『ツォツイ』
アフリカを舞台にした映画で、特にぼくの心を打ったれたのが、『ツォツイ』と『ルワンダの涙』だ。
ハリウッドか、元宗主国の欧州資本で造れたものが中心で、監督も、欧米人である。ところが、『ツォツィ』は、イギリスと、南アフリカの合作で、アフリカ製作、アフリカの監督の作品としては、初のアカデミー賞外国語映画賞受賞を受賞している。
冒頭のザラザラした映像、打ち込み系の激しいビートとラップの音楽(クワイト)、そしてツォツイ(Tsotsi=不良、ワルの意味のスラング)の4人組が登場する。グーンと引き込まれる。明らかに、ぼくの居る世界、ぼくの感じているものとは、(表面的には)異なる世界の出来事なのに、なせか、この手の荒れたシーンにもこころが揺さぶれる。
舞台は違うけれど、ブラジル映画『シティ・オブ・ゴッド』(これは名作の誉れ高し)。ただし、それに比べると本作は、かなり甘い気もしたけれど、それも欠点ではない。
アパルトヘントが終焉した南アフリカのヨハネスブルク。人種間の格差以上に、黒人の間でも格差社会を生み出している。貧困、治安の悪化、エイズの蔓延、ストリートチルドレンの増加…。ただ生れによって、過酷な生活を強いられる子どもや若者たち。
そんなストリートチルドレンの土管の生活から、仲間からも本名を知られず、過去を封印し、未来への希望もなく、ただツォツイ(不良、ワル)として、暴力と犯罪を糧に生きる青年。平然と、窃盗や強盗、時には、殺人も犯していく。ところが、黒人の裕福層を狙ったカージャックがもとで、生後間もない赤ん坊と暮らすことで、徐々に彼のなかで封印されていた「何か」か目覚めていくのである。
愛情を示すことも、そして愛情を受けることも知らず、その適切な表現を知らないのである。ドキマギするような赤ん坊を扱うシーンは、目を不向けたくなった。でも、決して乱暴でも虐待でもない。ただ無知なのである。

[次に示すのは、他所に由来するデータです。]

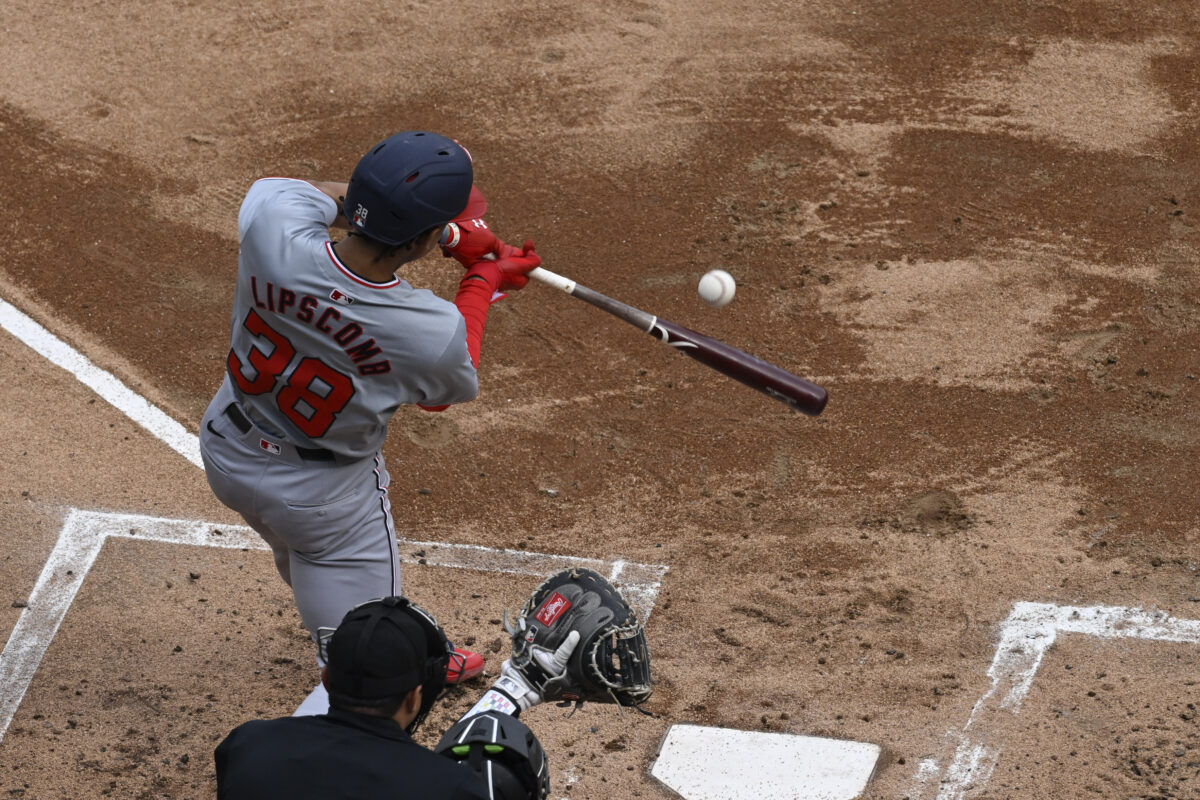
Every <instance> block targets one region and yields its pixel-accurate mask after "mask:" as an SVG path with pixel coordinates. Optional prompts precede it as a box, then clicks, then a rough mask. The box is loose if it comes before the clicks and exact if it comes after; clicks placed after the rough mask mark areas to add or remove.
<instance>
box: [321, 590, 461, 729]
mask: <svg viewBox="0 0 1200 800" xmlns="http://www.w3.org/2000/svg"><path fill="white" fill-rule="evenodd" d="M452 652H454V648H452V646H451V645H450V642H449V640H448V639H446V637H445V633H443V632H442V628H440V627H439V626H438V622H437V620H434V619H433V616H432V615H431V614H430V613H428V612H426V610H425V609H424V608H421V607H420V606H418V604H416V603H414V602H412V601H409V600H408V599H407V597H380V599H378V600H372V601H370V602H366V603H362V604H360V606H355V607H354V608H352V609H350V610H349V612H347V614H346V616H344V618H342V622H341V625H338V626H337V630H336V631H335V632H334V636H332V637H331V638H330V639H329V642H328V643H326V645H325V658H326V666H328V668H329V694H330V700H332V702H335V703H337V704H338V705H340V706H341V705H352V706H353V705H360V704H364V703H367V704H368V703H371V702H372V700H386V699H390V698H396V697H403V696H404V694H407V693H408V692H410V691H413V690H414V688H416V686H418V685H420V686H421V706H420V709H419V711H418V714H416V717H415V718H414V720H413V722H412V723H409V726H408V732H409V733H413V732H414V730H416V728H418V726H420V724H421V722H424V721H425V717H426V715H427V714H428V712H430V709H432V708H433V704H434V703H436V702H437V699H438V698H439V697H440V696H442V691H443V690H444V688H445V679H446V666H448V664H449V662H450V657H451V655H452Z"/></svg>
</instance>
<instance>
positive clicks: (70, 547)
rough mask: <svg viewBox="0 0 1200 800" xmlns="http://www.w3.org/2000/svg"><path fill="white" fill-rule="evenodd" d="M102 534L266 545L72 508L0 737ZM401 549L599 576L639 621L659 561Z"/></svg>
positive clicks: (177, 542)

お乳をもらう若い娘の、ひたむきな強さがいい。その愛情に、彼自身が癒され、育ち直しはじめる。赤ん坊を尋ねられて、その名前も…。
ラスト。情感的にするなら、彼のアップ(これがいい!)だけでもよかった。もっとスッキリした終焉も選択できる(ある種、それをどこかで望んでいた)。しかし、実際は、三者三様の曖昧さに少し戸惑いもある。それが、逆に観る側に、かすかながらも彼方への希望を懐かせる余地が残った。